The slight discrepancies in norms between the t-FAB-M and t-FAB-V are likely due to the fact that inhibition of motor responses is more demanding than that of verbal responses [42]. This proposal is supported by the finding that age negatively predicts the t-FAB-M scores only, in accordance with the notion of motor inhibition being more affected than verbal inhibition with advancing age [43]. Notably, the influence of response modalities on inhibitory-related tasks has been proposed to be negligible in clinical populations, where inhibitory process impairment is likely widespread [44]. This further supports the adoption of the t-FAB as a valid screener of frontal-executive functioning in different neurological diseases. In fact, findings herewith reported as to the diagnostic accuracy of the two t-FAB versions show that the t-FAB-M and t-FAB-V are both able to identify frontal-executive dysfunctions in different neurological populations.

There are some limits of the present study that need to be acknowledged.

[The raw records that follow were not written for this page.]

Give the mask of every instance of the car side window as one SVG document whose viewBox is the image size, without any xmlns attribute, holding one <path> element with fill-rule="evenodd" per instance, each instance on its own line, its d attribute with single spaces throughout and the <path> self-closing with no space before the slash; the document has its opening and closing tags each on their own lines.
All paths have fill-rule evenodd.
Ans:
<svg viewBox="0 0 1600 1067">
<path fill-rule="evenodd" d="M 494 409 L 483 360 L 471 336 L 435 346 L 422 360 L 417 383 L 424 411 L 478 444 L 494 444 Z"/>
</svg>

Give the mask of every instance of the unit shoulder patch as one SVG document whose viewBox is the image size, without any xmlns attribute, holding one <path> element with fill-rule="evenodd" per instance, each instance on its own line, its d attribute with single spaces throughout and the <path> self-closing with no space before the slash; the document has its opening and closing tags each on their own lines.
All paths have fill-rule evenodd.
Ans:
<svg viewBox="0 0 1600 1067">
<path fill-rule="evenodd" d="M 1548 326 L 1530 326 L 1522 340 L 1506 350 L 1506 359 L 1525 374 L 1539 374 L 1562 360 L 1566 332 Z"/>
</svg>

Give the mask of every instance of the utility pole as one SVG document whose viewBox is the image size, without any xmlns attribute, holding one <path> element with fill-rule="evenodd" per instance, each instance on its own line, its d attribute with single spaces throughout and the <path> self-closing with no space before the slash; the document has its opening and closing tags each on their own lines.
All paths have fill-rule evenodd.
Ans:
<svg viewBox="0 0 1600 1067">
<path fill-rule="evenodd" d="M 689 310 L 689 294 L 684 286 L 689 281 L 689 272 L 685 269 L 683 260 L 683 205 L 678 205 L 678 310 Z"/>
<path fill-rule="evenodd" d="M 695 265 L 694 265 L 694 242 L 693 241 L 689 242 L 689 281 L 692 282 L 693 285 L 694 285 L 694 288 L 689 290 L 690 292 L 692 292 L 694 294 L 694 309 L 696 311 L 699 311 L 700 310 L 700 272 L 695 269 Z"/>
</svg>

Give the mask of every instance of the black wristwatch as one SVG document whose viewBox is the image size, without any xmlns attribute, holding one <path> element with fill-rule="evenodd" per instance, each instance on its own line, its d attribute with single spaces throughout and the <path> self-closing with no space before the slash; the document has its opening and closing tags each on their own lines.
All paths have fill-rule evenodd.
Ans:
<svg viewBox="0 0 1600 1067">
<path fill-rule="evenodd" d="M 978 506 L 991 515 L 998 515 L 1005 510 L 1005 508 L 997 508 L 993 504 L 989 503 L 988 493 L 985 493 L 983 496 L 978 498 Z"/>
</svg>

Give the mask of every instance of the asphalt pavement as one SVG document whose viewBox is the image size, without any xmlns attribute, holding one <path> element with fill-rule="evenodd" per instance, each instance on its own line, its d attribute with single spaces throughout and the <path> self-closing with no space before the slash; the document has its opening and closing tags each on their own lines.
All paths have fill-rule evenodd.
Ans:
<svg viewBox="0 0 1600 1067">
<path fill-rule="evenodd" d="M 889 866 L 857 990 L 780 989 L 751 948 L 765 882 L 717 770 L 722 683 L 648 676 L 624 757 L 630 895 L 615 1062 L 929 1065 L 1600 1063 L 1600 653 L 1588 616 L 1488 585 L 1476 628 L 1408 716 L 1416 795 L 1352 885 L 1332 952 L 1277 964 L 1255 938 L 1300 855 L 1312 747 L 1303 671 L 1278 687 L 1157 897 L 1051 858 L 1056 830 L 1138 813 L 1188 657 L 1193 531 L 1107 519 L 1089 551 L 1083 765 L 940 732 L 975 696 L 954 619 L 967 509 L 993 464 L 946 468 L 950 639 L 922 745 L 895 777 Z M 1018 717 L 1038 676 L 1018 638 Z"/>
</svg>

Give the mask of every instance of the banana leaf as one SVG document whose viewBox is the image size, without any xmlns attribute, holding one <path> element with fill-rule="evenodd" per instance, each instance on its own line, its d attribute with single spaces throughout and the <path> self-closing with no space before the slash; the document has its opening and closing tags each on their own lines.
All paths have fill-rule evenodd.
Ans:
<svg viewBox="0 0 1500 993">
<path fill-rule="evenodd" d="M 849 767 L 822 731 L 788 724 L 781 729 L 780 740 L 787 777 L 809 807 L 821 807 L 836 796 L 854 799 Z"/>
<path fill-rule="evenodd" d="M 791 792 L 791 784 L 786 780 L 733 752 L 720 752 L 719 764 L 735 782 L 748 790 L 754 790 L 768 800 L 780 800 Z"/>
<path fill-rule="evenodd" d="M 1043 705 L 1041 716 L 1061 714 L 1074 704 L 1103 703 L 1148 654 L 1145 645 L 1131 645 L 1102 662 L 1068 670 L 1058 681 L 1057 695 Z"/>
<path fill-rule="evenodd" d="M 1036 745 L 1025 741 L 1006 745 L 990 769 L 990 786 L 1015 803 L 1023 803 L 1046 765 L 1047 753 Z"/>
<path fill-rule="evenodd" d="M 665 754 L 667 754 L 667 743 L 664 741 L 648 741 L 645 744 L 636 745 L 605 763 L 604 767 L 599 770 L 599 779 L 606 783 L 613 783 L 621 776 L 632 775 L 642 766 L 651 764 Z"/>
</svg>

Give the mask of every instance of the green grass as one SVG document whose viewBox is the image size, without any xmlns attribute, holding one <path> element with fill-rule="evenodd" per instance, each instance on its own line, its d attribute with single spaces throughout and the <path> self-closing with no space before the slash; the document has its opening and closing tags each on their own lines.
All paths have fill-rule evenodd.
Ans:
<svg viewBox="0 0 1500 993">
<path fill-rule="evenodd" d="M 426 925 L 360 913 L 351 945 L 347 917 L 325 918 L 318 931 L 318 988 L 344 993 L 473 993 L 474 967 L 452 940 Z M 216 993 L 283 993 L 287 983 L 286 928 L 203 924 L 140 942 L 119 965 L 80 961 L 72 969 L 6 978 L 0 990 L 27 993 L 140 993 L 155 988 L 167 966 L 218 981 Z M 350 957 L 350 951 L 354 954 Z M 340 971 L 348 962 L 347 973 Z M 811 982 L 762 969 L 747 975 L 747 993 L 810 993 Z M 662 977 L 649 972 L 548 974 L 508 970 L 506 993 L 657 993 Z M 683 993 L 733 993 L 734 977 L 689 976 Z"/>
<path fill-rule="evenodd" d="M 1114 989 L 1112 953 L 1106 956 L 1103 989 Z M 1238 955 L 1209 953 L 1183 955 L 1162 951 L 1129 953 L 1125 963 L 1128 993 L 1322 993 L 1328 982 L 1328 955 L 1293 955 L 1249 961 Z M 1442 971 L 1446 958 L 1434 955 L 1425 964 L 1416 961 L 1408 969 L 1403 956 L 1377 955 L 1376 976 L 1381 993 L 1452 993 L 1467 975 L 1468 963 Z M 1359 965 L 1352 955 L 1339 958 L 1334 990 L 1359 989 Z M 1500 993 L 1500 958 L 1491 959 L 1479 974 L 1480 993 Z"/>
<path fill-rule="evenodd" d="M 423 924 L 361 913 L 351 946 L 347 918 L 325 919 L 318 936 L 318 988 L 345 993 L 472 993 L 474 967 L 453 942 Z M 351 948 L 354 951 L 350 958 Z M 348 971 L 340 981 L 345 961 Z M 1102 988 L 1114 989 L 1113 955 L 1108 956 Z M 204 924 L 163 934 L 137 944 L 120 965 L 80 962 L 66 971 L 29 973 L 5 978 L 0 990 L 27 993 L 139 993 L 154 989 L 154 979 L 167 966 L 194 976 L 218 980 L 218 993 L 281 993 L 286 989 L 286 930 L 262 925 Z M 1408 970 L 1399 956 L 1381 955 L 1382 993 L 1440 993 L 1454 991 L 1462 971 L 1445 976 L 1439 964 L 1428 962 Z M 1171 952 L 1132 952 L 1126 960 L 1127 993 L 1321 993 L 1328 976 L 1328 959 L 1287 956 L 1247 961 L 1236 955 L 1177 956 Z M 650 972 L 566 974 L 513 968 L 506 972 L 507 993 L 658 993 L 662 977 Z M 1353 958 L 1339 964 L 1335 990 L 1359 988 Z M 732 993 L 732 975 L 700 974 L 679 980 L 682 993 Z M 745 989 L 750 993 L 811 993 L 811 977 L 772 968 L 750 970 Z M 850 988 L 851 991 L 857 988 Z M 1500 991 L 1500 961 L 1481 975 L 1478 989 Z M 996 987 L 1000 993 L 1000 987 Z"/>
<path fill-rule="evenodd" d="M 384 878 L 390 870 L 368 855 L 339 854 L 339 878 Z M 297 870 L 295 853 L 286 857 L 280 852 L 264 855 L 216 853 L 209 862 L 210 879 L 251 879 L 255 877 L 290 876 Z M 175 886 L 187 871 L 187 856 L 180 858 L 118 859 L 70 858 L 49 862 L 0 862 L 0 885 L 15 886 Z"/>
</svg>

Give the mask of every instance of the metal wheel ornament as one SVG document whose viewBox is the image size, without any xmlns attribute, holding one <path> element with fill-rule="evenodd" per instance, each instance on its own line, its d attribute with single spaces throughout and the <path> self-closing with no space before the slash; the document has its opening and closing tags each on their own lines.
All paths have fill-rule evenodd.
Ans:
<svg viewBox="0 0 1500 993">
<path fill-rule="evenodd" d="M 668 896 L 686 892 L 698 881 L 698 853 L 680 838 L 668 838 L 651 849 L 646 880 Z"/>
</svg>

First, the clinical usability of the t-FAB needs to be further verified in larger neurological samples, in particular focusing on diseases with predominant frontal involvement (e.g., motor neuron disease–frontotemporal degeneration spectrum disorders, acquired focal damages of frontal areas and networks due to traumatic, neoplastic, demyelinating, metabolic or infectious etiologies). Such an issue has to be particularly underlined as to those ROC analyses performed on clinical subsamples (Table 6), which should be treated as purely descriptive and preliminary. Second, further in-depth investigations are needed to assess the diagnostic properties, sensitivity to disease severity, responsiveness and reliable change of the t-FAB in neurological and geriatric cohorts [13]. Finally, with respect to the present stroke cohort, the discrepancies found in diagnostic accuracy between the t-FAB-M and t-FAB-V based on lesion side cannot be properly explored due to the small sample size of individuals presenting with either right- or left-lateralized damaged (N = 5 each).

In conclusion, the present work offers the first telephone-based version of FAB, a normed, valid, reliable and clinically usable TBCS test for screening frontal-executive functioning, encouraging its adoption in both clinical practice and research settings in neurology and geriatrics.